Thoughts on debugging

March 27, 2022 [playbooks] #systems #debugging

I recently found myself working with some new graduates and helping them through a debugging process. They took their time with the code, and it was an interesting experience watching them go about it. I was in their place a decade ago and quite certainly as bad. I have learnt a few tricks since then, and this gave me an opportunity to articulate it, so here goes.

1. Know what you want to achieve

First you must know what the system requirements are. Any bugs or problems you encounter are bugs or problems only because they prevent you from achieving your system goals.

2. Describe the problem(s)

In writing, explain what the current problems of the system are. It's important to write this down rather than just talking about it. Writing things down is important because,

  1. You get more clarity on the problem. Sometimes it will make the solution obvious.
  2. You can use it for documentation.

When writing, remember to talk only about the problem. Don't confuse potential solutions with the problem statement. We will get to solutions later.

3. Pick one problem to solve

Tackle one problem at a time. This is actually the fastest way to get through your problems list. Don’t try to do more than one thing at a time. Slow is smooth, smooth is fast.

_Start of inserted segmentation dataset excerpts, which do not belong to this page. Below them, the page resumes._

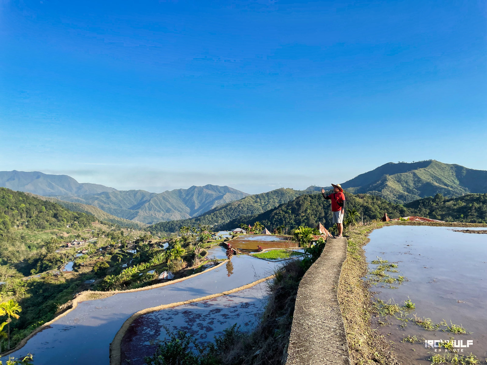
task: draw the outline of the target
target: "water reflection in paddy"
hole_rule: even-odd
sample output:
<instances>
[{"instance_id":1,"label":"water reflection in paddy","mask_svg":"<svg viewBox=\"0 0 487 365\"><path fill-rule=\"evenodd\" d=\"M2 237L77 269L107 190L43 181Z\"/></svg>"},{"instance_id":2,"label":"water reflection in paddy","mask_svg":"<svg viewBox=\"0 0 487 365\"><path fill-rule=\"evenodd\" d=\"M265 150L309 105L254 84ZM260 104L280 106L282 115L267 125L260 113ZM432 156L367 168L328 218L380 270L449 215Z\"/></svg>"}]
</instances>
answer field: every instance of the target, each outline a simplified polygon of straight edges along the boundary
<instances>
[{"instance_id":1,"label":"water reflection in paddy","mask_svg":"<svg viewBox=\"0 0 487 365\"><path fill-rule=\"evenodd\" d=\"M90 364L108 365L110 343L135 312L238 288L272 274L279 264L247 255L234 256L231 267L224 265L170 285L80 303L12 356L33 354L36 365L76 365L86 364L89 353Z\"/></svg>"},{"instance_id":2,"label":"water reflection in paddy","mask_svg":"<svg viewBox=\"0 0 487 365\"><path fill-rule=\"evenodd\" d=\"M258 246L264 250L269 248L290 248L296 243L288 240L287 237L266 235L244 235L229 241L234 248L244 253L257 252Z\"/></svg>"},{"instance_id":3,"label":"water reflection in paddy","mask_svg":"<svg viewBox=\"0 0 487 365\"><path fill-rule=\"evenodd\" d=\"M213 342L223 330L237 324L243 331L255 328L266 302L266 284L261 283L233 294L145 314L131 325L122 344L122 363L144 364L154 353L156 340L164 341L171 331L184 330L200 344Z\"/></svg>"},{"instance_id":4,"label":"water reflection in paddy","mask_svg":"<svg viewBox=\"0 0 487 365\"><path fill-rule=\"evenodd\" d=\"M61 269L61 271L65 273L69 271L73 271L73 265L74 263L74 262L70 261L63 267L62 269Z\"/></svg>"},{"instance_id":5,"label":"water reflection in paddy","mask_svg":"<svg viewBox=\"0 0 487 365\"><path fill-rule=\"evenodd\" d=\"M484 228L485 229L485 228ZM392 226L374 231L370 242L364 249L369 262L381 257L389 262L397 262L398 274L408 281L396 289L381 284L371 290L379 291L377 296L387 301L393 298L403 305L408 296L416 305L413 313L429 318L435 323L445 319L461 324L470 334L427 331L410 321L407 327L393 317L391 326L377 326L388 341L393 341L394 351L404 364L430 364L426 360L435 353L425 348L424 340L412 344L401 342L408 335L418 339L471 340L473 345L460 352L473 353L484 359L487 349L487 235L455 232L451 227ZM377 265L369 265L373 270ZM397 284L393 284L398 286ZM376 324L377 319L373 318ZM412 350L414 350L413 351Z\"/></svg>"}]
</instances>

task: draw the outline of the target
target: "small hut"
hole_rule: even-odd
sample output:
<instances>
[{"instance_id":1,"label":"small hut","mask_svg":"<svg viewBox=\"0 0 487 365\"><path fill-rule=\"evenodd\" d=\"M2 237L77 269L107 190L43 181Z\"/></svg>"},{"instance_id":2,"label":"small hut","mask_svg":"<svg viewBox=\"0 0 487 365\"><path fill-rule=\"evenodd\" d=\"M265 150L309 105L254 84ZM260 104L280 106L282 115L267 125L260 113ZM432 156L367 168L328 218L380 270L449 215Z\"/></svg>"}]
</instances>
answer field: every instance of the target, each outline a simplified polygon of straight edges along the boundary
<instances>
[{"instance_id":1,"label":"small hut","mask_svg":"<svg viewBox=\"0 0 487 365\"><path fill-rule=\"evenodd\" d=\"M262 230L262 232L261 233L261 235L270 235L271 233L269 232L269 230L266 228L265 227L264 229Z\"/></svg>"},{"instance_id":2,"label":"small hut","mask_svg":"<svg viewBox=\"0 0 487 365\"><path fill-rule=\"evenodd\" d=\"M321 222L318 222L318 225L316 227L316 229L319 231L319 233L321 234L321 236L324 236L325 237L325 239L326 239L326 237L333 237L333 235L328 232L328 230L326 229L323 225L321 224ZM318 237L318 236L317 236ZM318 239L318 238L317 238Z\"/></svg>"},{"instance_id":3,"label":"small hut","mask_svg":"<svg viewBox=\"0 0 487 365\"><path fill-rule=\"evenodd\" d=\"M387 213L384 213L384 217L380 219L381 222L387 222L391 220L391 219L387 216Z\"/></svg>"}]
</instances>

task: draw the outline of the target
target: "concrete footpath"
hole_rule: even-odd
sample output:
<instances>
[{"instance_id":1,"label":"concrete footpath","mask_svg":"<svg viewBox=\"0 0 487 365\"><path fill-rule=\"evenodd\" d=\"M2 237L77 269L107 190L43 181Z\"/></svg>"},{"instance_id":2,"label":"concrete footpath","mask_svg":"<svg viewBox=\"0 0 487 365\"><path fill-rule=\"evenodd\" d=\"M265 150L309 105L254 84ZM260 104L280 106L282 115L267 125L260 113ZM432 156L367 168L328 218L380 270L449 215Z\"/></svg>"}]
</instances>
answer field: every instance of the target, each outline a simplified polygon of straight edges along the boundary
<instances>
[{"instance_id":1,"label":"concrete footpath","mask_svg":"<svg viewBox=\"0 0 487 365\"><path fill-rule=\"evenodd\" d=\"M349 364L337 292L347 239L329 238L300 283L286 365Z\"/></svg>"}]
</instances>

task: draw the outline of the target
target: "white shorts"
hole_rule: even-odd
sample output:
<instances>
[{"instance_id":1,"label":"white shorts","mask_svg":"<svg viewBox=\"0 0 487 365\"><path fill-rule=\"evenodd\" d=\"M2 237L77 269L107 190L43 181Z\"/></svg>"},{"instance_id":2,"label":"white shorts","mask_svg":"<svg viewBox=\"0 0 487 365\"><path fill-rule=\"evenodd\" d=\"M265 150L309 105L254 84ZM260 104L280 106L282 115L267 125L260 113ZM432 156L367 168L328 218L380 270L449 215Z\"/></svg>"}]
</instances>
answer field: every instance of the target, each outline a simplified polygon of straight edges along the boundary
<instances>
[{"instance_id":1,"label":"white shorts","mask_svg":"<svg viewBox=\"0 0 487 365\"><path fill-rule=\"evenodd\" d=\"M338 212L332 212L333 213L333 223L343 223L343 210L341 209Z\"/></svg>"}]
</instances>

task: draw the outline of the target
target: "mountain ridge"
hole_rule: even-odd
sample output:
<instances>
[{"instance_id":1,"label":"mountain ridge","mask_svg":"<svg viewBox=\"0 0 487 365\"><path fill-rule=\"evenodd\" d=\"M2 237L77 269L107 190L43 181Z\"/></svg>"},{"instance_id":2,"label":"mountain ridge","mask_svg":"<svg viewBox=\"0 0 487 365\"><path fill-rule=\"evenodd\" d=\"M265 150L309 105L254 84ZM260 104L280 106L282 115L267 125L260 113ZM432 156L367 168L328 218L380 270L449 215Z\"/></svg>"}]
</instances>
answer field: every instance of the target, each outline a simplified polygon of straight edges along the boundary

Debugging consists of two stages: figuring out what’s causing the bugs you see, and squashing those bugs.

4. Root cause analysis

a. Generate hypotheses

Generate a list of hypotheses about why you might be seeing the problem.

Your list will be a combination of what you know from experience and what stack overflow tells you.

You must have a model about what’s happening in your head before you start tacking the issue. You will constantly revisit this and update this list.

b. Validate hypotheses

Conduct experiments to verify which of the hypotheses holds true.

If you are going to comment parts of code while doing this, make sure you do it in an organized manner. Keep a record of the experiments run so as to not waste effort.

Ideally, your code should already be modular and customizable, so you can turn off components with a flag when experimenting.

To conduct experiments,

  1. Get your code in order like I have indicated above. The whole purpose is to isolate the problem you have picked. Turn off other components unrelated to this issue. We want to reproduce this one issue consistently, with the simplest set of inputs.
  2. Sometimes, you will have to write newer, simpler code that exercises the components with the issue, especially if the code base is big.
  3. Increase complexity if you are unable to reproduce the issue with the simplest use case. Include more and more components.

c. Repeat 4a and 4b

Repeat the steps a and b till you know what's causing the problem with high certainty. At the end of this process you should know what the root cause of the issue is.

In each iteration, refine the hypotheses, the experiments, or both. Do not keep doing the same thing again and again and expect different results. You don’t want to waste time. Refine. Add new hypotheses, discard old ones. Update experiments.

5. Squash the bug

You now know what the root cause is, figure out a solution. Use google. Ask your fellow engineers. Some solutions are readily apparent once you discover the root cause. Others need time and sleeping. Some can be solved with the tools we have at the moment. Others will require a different set of tools that may not be easy to acquire.

Getting to root cause is 70% of debugging1. Solving the problem requires a different set of heuristics, but many can be tackled with just stack-overflow and asking your fellow engineers.

6. Documentation

Document the problem and solution both for yourself and others. This is as important as the previous steps. In your programming and problem solving career, you will keep hitting the same issues again and again and you want to be able to refer to your previous attempts at solving them.

7. Repeat 3 - 6

Repeat steps 3 to 6 with the other problems in your list.



I made this up. It needn't be 70%, but it's a not insignificant number and likely higher.